The Gulf institutions’ net buying shrank notably to QR8.37mn compared to QR14.7mn a week ago.
However, the foreign funds turned net buyers to the tune of QR126.91mn against net sellers of QR45.94mn on May 27.
The Arab individuals were net buyers to the extent of QR10.56mn compared with net sellers of QR2.14mn the previous week.
Total trade volume fell 24% to 870.45mn shares, value by 31% to QR2.11bn and transactions by 13% to 48,214.
The transport sector’s trade volume plummeted 51% to 11.73mn equities, value by 50% to QR44.11mn and deals by 19% to 1,677.
The consumer goods and services sector reported 49% plunge in trade volume to 167.08mn stocks, value by 43% to QR271.2mn and transactions by 35% to 5,928.

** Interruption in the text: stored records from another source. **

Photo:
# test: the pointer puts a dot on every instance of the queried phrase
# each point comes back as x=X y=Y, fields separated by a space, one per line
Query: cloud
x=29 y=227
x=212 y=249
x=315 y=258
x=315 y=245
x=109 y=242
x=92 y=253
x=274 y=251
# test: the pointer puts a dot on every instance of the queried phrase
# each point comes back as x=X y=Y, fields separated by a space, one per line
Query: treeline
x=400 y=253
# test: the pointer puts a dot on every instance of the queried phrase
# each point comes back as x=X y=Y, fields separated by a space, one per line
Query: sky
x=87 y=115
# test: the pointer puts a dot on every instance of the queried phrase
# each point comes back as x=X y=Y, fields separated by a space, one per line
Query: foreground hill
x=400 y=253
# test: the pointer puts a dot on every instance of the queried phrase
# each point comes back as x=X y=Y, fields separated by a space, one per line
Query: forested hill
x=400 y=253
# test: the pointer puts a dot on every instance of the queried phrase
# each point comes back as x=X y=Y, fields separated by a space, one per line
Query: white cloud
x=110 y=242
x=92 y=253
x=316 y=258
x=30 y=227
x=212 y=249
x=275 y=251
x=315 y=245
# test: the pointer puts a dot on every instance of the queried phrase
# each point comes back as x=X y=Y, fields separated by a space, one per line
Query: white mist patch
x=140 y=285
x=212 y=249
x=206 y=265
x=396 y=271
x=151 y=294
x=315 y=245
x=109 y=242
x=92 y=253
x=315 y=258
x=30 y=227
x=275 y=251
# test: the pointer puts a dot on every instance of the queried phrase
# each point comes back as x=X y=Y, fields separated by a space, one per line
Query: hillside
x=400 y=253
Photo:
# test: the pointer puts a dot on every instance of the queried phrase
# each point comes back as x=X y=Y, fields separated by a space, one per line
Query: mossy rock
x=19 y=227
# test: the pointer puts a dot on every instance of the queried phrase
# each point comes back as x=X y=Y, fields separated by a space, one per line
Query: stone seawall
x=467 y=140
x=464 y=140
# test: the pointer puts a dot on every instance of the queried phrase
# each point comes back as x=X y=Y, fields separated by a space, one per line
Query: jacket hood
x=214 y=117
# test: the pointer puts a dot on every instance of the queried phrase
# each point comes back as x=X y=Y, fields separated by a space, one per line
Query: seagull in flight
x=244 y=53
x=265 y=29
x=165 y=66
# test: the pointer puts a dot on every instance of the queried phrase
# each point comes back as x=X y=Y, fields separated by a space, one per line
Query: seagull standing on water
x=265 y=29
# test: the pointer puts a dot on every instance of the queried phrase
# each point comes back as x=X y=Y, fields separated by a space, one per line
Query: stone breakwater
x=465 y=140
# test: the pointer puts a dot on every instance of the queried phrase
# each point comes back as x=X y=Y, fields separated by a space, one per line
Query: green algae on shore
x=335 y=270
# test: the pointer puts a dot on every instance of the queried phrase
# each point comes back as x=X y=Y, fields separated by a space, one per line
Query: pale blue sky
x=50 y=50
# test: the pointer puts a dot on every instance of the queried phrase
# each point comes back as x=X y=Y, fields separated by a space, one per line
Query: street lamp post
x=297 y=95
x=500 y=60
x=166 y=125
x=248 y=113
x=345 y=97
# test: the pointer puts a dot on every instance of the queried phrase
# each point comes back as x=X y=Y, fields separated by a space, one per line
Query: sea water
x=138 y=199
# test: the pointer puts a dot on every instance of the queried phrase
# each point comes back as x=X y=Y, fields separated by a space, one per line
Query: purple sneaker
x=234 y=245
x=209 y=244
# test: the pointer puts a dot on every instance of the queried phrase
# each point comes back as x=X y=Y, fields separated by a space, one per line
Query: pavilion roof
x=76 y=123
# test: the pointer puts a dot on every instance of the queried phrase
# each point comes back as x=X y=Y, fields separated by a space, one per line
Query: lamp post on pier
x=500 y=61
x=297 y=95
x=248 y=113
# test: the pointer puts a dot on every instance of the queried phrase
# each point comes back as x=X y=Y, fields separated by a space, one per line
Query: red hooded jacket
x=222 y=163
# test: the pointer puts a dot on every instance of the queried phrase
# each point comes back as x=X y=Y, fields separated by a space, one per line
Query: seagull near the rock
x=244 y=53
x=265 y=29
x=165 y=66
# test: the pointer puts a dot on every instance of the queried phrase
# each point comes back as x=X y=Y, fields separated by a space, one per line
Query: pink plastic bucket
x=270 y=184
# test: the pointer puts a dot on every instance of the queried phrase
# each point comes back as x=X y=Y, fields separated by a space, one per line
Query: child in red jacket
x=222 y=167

The insurance’s sector’s trade volume tanked 34% to 10.93mn shares, value by 34% to QR35.55mn and deals by 19% to 1,111.
The market witnessed 17% shrinkage in the industrials sector’s trade volume to 328.95mn equities, 39% in value to QR659.85mn and 25% in transactions to 13,671.
The banks and financial services sector’s trade volume shrank 17% to 182.32mn stocks, value by 27% to QR756.93mn and deals by 2% to 16,592.
There was a 13% contraction in the telecom sector’s trade volume to 29.78mn shares but on 17% jump in value to QR126.55mn and 48% in transactions to 4,627.
However, the real estate sector’s trade volume was up 3% to 139.66mn equities and value by 2% to QR217.54mn; whereas deals eased 1% to 4,608.